これだと思った衣服を手にレジへ向かおうとすると、定員が話しかけてきた。
「お客様、ご試着されてはいかがですか?」
ゴシチャク? その言葉を知らない自分は、サカノさんの方を見た。
「試着はのう、実際に着てみて自分に合うかどうかを確かめることじゃ。そこに試着スペースがあるから、その中で着てみなさい」
サカノさんが指した方向に、自分は向かってみた。
試着スペースと呼ばれる場所に入ると、目の前に大きな鏡があった。そして、入って来た入り口にはカーテンが着いていた。

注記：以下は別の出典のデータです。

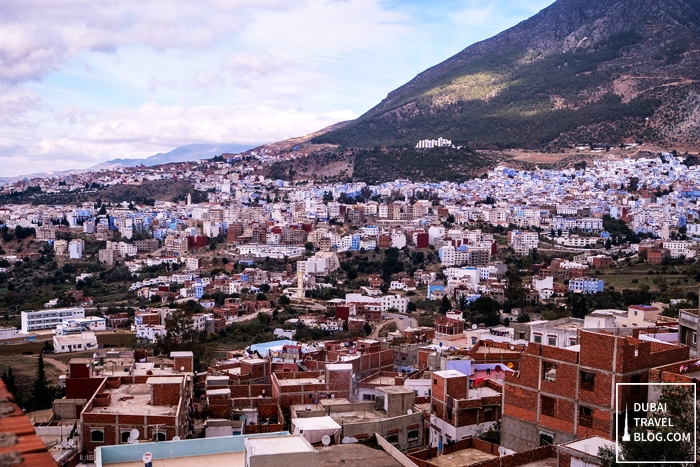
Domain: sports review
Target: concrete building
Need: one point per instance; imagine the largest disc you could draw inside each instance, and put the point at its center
(156, 406)
(563, 394)
(75, 248)
(48, 319)
(689, 328)
(458, 411)
(74, 342)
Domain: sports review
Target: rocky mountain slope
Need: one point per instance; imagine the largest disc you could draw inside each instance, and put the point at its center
(580, 71)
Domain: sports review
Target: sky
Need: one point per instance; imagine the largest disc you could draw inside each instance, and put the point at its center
(83, 82)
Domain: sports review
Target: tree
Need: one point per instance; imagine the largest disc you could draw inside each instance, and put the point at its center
(40, 393)
(179, 335)
(9, 380)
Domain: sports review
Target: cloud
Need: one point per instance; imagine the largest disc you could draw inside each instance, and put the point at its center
(39, 36)
(154, 128)
(15, 104)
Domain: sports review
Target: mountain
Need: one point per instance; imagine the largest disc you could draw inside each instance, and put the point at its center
(579, 71)
(182, 154)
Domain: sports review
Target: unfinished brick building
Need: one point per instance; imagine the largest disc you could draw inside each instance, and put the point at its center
(564, 394)
(458, 411)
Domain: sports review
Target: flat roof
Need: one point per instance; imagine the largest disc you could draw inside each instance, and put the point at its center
(229, 459)
(354, 455)
(460, 458)
(339, 366)
(395, 390)
(278, 444)
(134, 399)
(164, 380)
(382, 380)
(590, 445)
(449, 374)
(300, 381)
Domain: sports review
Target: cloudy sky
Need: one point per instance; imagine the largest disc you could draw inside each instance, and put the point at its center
(82, 82)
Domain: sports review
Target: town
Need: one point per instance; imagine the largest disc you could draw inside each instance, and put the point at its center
(440, 323)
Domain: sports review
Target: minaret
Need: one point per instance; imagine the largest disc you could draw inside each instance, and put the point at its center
(626, 435)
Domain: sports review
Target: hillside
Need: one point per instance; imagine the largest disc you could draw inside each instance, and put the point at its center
(379, 165)
(147, 192)
(579, 71)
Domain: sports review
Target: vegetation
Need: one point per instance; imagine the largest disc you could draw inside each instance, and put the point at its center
(508, 102)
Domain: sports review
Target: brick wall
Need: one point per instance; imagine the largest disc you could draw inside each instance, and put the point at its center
(165, 394)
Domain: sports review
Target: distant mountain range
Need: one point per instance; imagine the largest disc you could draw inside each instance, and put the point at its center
(187, 153)
(579, 71)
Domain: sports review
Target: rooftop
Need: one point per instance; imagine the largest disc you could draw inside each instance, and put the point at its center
(355, 455)
(460, 458)
(227, 459)
(277, 445)
(134, 399)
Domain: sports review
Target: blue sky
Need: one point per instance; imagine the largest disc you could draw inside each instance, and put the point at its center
(82, 82)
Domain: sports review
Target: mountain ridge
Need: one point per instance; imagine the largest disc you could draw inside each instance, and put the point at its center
(578, 71)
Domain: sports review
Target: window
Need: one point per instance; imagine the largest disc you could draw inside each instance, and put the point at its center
(585, 416)
(549, 371)
(587, 381)
(547, 406)
(546, 439)
(636, 389)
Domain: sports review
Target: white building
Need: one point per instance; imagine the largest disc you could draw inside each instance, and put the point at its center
(75, 248)
(74, 342)
(48, 319)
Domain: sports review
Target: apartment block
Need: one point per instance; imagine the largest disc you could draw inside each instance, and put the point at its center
(564, 394)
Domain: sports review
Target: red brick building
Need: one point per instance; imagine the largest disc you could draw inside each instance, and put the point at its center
(564, 394)
(458, 411)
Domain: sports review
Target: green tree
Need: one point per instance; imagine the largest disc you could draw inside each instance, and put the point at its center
(41, 393)
(9, 379)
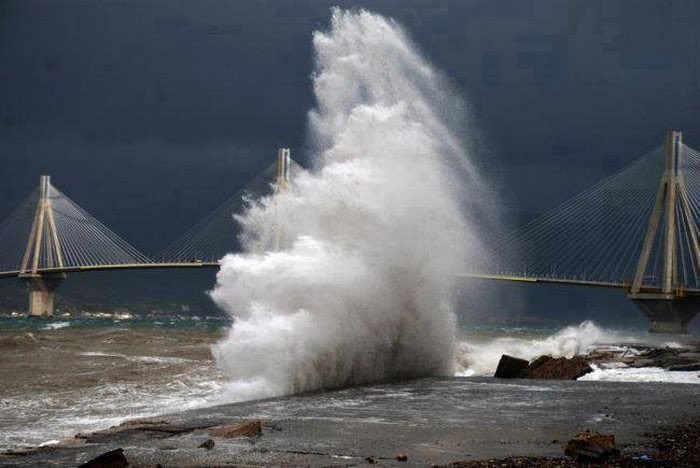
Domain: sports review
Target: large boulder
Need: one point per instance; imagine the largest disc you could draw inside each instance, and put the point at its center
(112, 459)
(590, 446)
(547, 367)
(510, 367)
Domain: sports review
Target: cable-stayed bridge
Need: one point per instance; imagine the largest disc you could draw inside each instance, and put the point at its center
(49, 235)
(635, 230)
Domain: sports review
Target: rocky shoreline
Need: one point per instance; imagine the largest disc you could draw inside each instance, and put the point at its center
(680, 358)
(674, 446)
(526, 421)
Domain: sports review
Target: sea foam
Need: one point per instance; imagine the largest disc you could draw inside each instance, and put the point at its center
(373, 237)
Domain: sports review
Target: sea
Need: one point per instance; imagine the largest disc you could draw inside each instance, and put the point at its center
(69, 375)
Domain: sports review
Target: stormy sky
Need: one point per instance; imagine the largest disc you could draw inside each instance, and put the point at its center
(148, 113)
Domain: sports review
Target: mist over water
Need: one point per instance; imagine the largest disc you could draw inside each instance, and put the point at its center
(361, 290)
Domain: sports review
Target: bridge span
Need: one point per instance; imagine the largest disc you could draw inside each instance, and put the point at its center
(636, 230)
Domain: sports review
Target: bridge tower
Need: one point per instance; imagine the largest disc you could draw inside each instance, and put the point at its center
(281, 183)
(43, 251)
(669, 309)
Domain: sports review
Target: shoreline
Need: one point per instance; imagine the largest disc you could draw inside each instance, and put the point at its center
(430, 422)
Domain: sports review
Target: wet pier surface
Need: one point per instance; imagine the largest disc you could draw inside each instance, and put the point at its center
(430, 421)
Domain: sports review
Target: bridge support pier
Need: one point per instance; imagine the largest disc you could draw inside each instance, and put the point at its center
(41, 294)
(667, 315)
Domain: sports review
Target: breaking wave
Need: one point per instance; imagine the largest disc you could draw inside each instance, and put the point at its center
(361, 290)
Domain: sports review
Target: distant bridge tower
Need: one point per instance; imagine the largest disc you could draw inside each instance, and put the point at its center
(43, 251)
(669, 310)
(281, 184)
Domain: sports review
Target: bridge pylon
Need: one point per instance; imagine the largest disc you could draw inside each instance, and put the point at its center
(43, 250)
(669, 309)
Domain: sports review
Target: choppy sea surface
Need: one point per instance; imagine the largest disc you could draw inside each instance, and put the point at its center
(69, 375)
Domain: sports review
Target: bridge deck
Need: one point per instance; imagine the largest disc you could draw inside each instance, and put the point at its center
(126, 266)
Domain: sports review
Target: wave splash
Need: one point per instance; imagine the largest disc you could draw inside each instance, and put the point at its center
(482, 358)
(361, 289)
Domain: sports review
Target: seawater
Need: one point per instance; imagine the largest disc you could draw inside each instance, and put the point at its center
(71, 375)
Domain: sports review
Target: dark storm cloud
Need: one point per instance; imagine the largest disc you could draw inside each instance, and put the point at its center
(149, 112)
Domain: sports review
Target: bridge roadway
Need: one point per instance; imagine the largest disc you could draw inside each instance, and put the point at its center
(125, 266)
(199, 264)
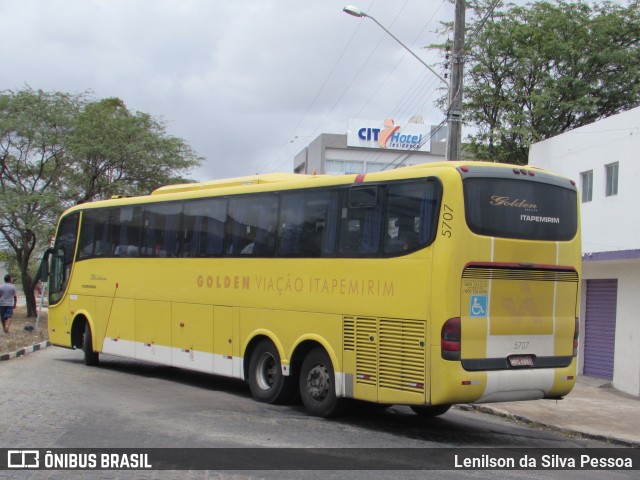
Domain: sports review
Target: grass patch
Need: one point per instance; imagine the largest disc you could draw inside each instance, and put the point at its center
(18, 337)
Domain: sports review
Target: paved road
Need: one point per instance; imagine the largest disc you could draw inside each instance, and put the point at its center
(49, 399)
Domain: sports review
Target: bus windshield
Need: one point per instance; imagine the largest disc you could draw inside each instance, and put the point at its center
(520, 209)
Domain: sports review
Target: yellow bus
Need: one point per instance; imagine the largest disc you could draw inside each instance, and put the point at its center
(443, 283)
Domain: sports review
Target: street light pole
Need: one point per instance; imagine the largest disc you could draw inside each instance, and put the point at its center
(454, 124)
(356, 12)
(454, 114)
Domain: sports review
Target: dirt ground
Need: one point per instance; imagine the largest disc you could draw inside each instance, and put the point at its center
(18, 337)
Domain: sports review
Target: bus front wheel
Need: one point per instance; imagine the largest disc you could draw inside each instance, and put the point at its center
(266, 380)
(318, 385)
(90, 357)
(430, 410)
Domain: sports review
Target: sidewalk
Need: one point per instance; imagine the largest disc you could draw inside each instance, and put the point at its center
(593, 409)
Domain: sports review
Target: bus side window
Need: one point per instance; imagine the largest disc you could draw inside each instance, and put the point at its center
(126, 230)
(251, 225)
(304, 221)
(411, 216)
(94, 234)
(160, 237)
(203, 227)
(361, 222)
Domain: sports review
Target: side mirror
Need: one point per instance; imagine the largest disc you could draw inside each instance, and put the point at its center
(43, 271)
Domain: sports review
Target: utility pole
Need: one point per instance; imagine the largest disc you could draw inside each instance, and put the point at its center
(454, 121)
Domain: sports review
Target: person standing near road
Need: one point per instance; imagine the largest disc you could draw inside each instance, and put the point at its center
(8, 301)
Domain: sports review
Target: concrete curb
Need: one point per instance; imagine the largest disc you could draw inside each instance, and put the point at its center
(541, 424)
(25, 350)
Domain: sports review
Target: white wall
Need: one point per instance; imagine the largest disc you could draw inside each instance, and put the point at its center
(626, 362)
(608, 223)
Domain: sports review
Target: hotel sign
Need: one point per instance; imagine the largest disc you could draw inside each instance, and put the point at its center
(388, 135)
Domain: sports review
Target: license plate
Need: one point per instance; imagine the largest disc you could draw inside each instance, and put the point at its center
(521, 361)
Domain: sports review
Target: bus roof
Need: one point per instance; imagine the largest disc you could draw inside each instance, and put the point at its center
(232, 182)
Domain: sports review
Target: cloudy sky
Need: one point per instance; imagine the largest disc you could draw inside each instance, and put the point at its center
(247, 83)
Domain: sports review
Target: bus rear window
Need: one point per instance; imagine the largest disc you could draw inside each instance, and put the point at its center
(520, 209)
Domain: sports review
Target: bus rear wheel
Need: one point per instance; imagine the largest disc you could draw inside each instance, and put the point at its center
(430, 410)
(266, 380)
(318, 385)
(90, 357)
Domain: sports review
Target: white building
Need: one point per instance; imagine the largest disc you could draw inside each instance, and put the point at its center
(604, 159)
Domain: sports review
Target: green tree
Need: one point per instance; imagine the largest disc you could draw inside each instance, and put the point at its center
(57, 150)
(117, 152)
(539, 70)
(34, 126)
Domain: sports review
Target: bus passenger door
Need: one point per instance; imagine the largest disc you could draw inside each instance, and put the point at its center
(192, 336)
(153, 331)
(223, 341)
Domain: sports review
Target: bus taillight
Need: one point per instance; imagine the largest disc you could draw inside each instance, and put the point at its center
(450, 339)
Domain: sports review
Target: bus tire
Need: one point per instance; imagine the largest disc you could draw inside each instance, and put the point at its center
(266, 380)
(90, 357)
(430, 410)
(318, 385)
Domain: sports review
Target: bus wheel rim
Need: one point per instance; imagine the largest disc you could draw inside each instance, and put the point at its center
(318, 382)
(266, 371)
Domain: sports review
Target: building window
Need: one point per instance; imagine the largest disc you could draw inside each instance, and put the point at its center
(587, 186)
(612, 179)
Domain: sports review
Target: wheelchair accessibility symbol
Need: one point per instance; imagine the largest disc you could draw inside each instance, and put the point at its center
(478, 306)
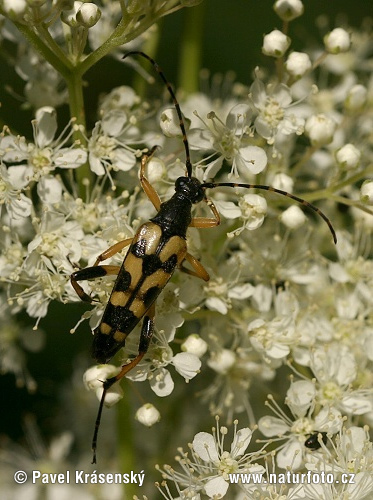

そういえば、研究所にいた時......小さいころは助手の目の前で平気に着替えていたけど、大きくなって来た時には外に出るように頼んでいたっけ......そんな事を考えながら、入り口のカーテンを閉めた。
「おお......?」
試着した服をサカノさんに見せてみた。
自分が今来ている服は、長袖Tシャツにスラックス、そして、フード付きの白いパーカーだった。
サカノさんはこの服装についてコメントをしてくれた。
「服が違うせいか、一瞬男の子に見えてしまったわい」
本当は、自分の読んでいた冒険小説の主人公のイメージで着てみた結果だった。
「さて、その服を購入するとするかのう......あ、ちゃんとレジで会計を済ませるんじゃぞ」
会計を済まして、自分とサカノさんは洋服店を後にした。
「さて、ユウちゃん......そろそろお風呂に入りたいと思わないかのう?」
サカノさんに言われて、昨日は一度も体を洗っていないことに気づいた。
「この街には銭湯というお風呂に入れる場所がある。一時期は急速に数を減らしておったが、旅人という新しい職業に重宝されるようになり、再び数を増やしてきたのじゃ。今日はそこでひとっ風呂浴びるとするかのう」
初めての外の世界、初めてのお使い、初めての依頼......15歳の誕生日の日から、新しいことばかり続いている。
始めての銭湯で、今日までの気持ちを整理しようと、自分は考えていた。